Script: How To Get A Client To Sign A Change Order And Avoid Delays

Get scripts for reaching out to a client that has not approved a pending change order and proactively communicating the implications of the delay.

Woman signing a change order contract

Sunday Scripts

What’s the comeback for when a client hasn’t approved a change order and it’s holding up the project?

Change orders are supplemental contracts used to prevent negative scope creep. They document client requests that affect the budget, timeline, scope, and terms of an existing contract, such as:

  • Expanding or contracting the scope of work.
  • Altering features or changing the functionality of features.
  • Adjusting the tools, requirements, timeline, or budget.
  • Increasing or decreasing the level of support or staffing demands.
  • Modifying the final deliverables.
  • Shifting the desired outcomes or benchmarks.

Change orders are a tool used to not only clarify expectations and work to be done but also to ensure you get paid for all of the work you do.

Change orders can also create frustrating project delays.

When a client makes a request that affects the work currently being done, all work must stop until the request is resolved. That usually means meeting with the client to suss out the request and clarify the details, then writing up a change order so the client can consider and evaluate the impact of their request on the project budget and timeline.

The longer a client takes to sign and resolve a pending change order, the longer a project sits in limbo, and that can blow up your project scheduling and negatively affect other areas of your freelance business too.

If a client made an out-of-scope request, you provided a change order, and they have not signed it, use these scripts to follow up.

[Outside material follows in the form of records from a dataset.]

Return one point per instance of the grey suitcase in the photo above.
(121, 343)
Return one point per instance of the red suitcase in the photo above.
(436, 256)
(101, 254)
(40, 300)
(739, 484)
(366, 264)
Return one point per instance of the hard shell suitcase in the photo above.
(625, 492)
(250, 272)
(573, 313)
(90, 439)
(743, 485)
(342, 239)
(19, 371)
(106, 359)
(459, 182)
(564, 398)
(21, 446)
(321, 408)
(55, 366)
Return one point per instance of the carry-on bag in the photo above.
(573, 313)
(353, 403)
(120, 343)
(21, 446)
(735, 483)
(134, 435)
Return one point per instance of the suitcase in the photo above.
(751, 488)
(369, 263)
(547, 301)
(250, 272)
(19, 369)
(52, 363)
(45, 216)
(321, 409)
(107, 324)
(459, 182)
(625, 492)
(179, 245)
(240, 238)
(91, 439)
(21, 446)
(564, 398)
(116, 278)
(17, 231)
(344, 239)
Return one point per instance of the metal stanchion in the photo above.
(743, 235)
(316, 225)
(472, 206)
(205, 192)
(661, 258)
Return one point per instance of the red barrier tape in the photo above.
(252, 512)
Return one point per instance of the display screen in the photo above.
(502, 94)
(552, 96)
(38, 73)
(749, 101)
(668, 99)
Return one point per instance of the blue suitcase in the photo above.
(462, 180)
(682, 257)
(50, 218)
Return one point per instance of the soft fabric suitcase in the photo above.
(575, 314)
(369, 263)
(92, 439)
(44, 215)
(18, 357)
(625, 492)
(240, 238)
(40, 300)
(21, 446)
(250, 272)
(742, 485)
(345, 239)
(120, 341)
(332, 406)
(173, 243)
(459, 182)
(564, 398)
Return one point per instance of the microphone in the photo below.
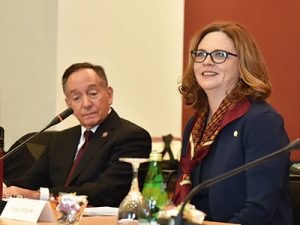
(178, 220)
(60, 117)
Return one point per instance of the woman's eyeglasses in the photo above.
(217, 56)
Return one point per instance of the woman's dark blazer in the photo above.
(258, 196)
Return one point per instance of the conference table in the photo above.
(91, 220)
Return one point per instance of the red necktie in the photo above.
(87, 136)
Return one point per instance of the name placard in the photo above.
(29, 210)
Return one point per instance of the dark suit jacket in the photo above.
(100, 175)
(258, 196)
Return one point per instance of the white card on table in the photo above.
(29, 210)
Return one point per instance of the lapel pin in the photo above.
(104, 134)
(235, 133)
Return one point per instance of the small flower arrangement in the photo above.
(69, 207)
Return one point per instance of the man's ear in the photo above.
(110, 92)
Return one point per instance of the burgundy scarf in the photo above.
(203, 137)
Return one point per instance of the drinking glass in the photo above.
(133, 209)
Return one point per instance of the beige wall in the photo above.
(138, 42)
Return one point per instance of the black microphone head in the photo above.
(65, 114)
(1, 137)
(60, 117)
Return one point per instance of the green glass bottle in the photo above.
(154, 190)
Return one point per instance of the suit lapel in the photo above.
(99, 138)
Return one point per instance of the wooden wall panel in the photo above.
(275, 25)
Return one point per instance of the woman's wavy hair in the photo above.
(253, 83)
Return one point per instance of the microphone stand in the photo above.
(55, 121)
(179, 220)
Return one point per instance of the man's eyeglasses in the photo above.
(217, 56)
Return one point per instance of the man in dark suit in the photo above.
(99, 174)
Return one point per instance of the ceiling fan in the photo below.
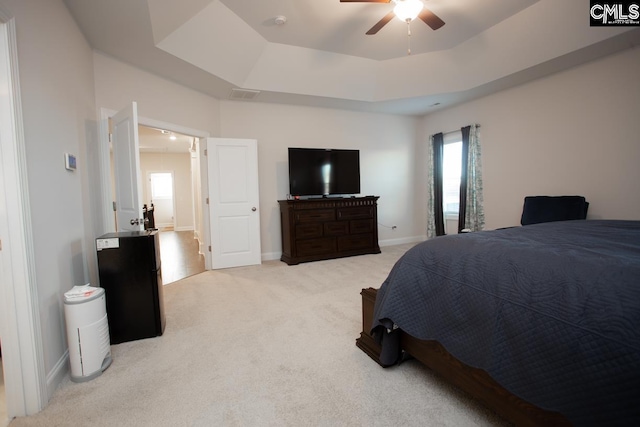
(405, 10)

The first follow-up message…


I’m checking on the change order I sent over a couple of days ago for [PROJECT NAME]. Have you had a chance to look it over yet? Just in case, I’ve attached it again to this message.

As a reminder, all work on your project is on hold until we receive the signed change order, and the longer we wait to resolve this, the longer progress will be delayed.

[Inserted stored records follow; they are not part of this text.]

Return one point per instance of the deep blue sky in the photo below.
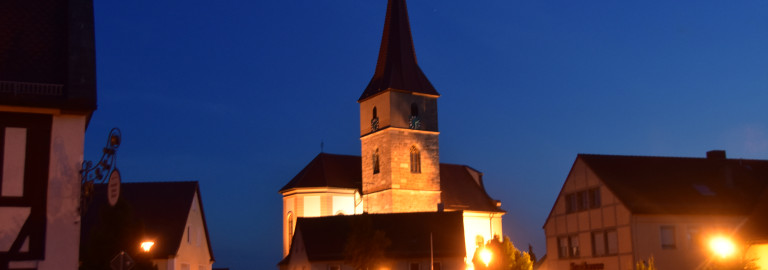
(239, 94)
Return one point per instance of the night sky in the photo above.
(239, 95)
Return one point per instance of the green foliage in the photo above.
(505, 256)
(643, 265)
(365, 246)
(117, 230)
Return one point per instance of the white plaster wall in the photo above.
(63, 219)
(315, 202)
(686, 254)
(485, 224)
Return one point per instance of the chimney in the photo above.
(716, 154)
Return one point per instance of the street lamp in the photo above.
(485, 256)
(722, 246)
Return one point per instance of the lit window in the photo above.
(574, 241)
(594, 198)
(415, 160)
(290, 226)
(374, 121)
(605, 243)
(562, 247)
(414, 121)
(376, 161)
(598, 244)
(612, 238)
(694, 237)
(668, 237)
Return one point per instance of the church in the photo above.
(397, 183)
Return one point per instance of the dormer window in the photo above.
(415, 160)
(374, 121)
(414, 122)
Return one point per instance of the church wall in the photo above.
(381, 102)
(313, 202)
(401, 110)
(395, 173)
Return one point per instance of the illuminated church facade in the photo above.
(398, 170)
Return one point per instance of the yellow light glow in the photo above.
(146, 246)
(485, 256)
(722, 246)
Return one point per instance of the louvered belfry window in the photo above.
(415, 160)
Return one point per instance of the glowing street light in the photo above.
(485, 256)
(147, 245)
(722, 246)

If the change order is approved, we’ll be thrilled to adjust the workflow and [DO THIS REQUEST]. Or, if you’ve changed your mind and decided to stick with the original scope of work, that’s okay too! Either way, we need the change order signed and returned at your earliest convenience.

If you have any questions, please let me know. I look forward to hearing from you.


The second follow-up message…


I’m following up again on the change order for [PROJECT NAME] and [CHANGES REQUESTED].

The project is currently on hold waiting for your approval or denial of the change order.

If we sit on this too much longer, we’ll be unable to hit the target launch deadline. We also can’t hold space in our workflow indefinitely, which means if we don’t receive the signed change order by the end of the week, we’ll need to revisit our availability.

I’m sure neither of us wants that to happen!

A signed change order is required for us to resume work on [THE PROJECT] and stay on track to launch on [DATE].

It’s again attached for your convenience. Please review the details and either let me know if you have questions or sign it to either approve it or deny it and stick with the original scope of work.

I look forward to hearing from you.



These scripts are just two you’ll find in Confident Comebacks, a collection of professional client service scripts that will help you quickly and confidently craft firm, fair, friendly responses to sticky client situations.

Get Change Orders Signed Faster

To get a client to sign a pending change order faster, you need to understand why it’s getting held up and provide the proper motivation to get it resolved.

  • Is it because the client is busy with other things, this is low-priority, and they’re procrastinating?
  • Is it because they’re not the final decision-maker and they have to get approval from someone else?
  • Is it because they want to approve it but they’re struggling to make the budget and timeline impacts pencil out?
  • Is it because they have changed their mind and no longer want to proceed but don’t know how to tell you?
  • Is it because they can’t afford to say yes to their request and they’re embarrassed?

In all of these situations, the client is not resolving the outstanding change order because they either lack the right motivation to make it a priority or they’re avoiding a tough conversation.

Solve these problems and remove the obstacles by:

  • Being very clear about the consequences of inaction, such as no forward progress and risk of missing target milestones.
  • Giving the client an easy out, like a second signature line to decline the change order.

When creating the change management process for your projects, think about what it means for a client to ask about modifying the scope of work. They’re asking you because it’s important, because it’s something they care about, or because it’s something they’re curious about. Regardless of the reasoning, they’re seeking your advice, insights, and expertise — and they’re asking for help.

For serious requests, a change order gives clients a documented plan to review and evaluate. It becomes a tool that helps them decide the best course of action — even if the best decision is to abandon the request and stick with the original scope of work.

So make exploring new options and ideas a normal, expected, accepted part of your client partnerships and make it okay for clients to decide not to proceed. You’ll feel great about putting your clients’ best interests first and your clients will feel great about their decision to hire you.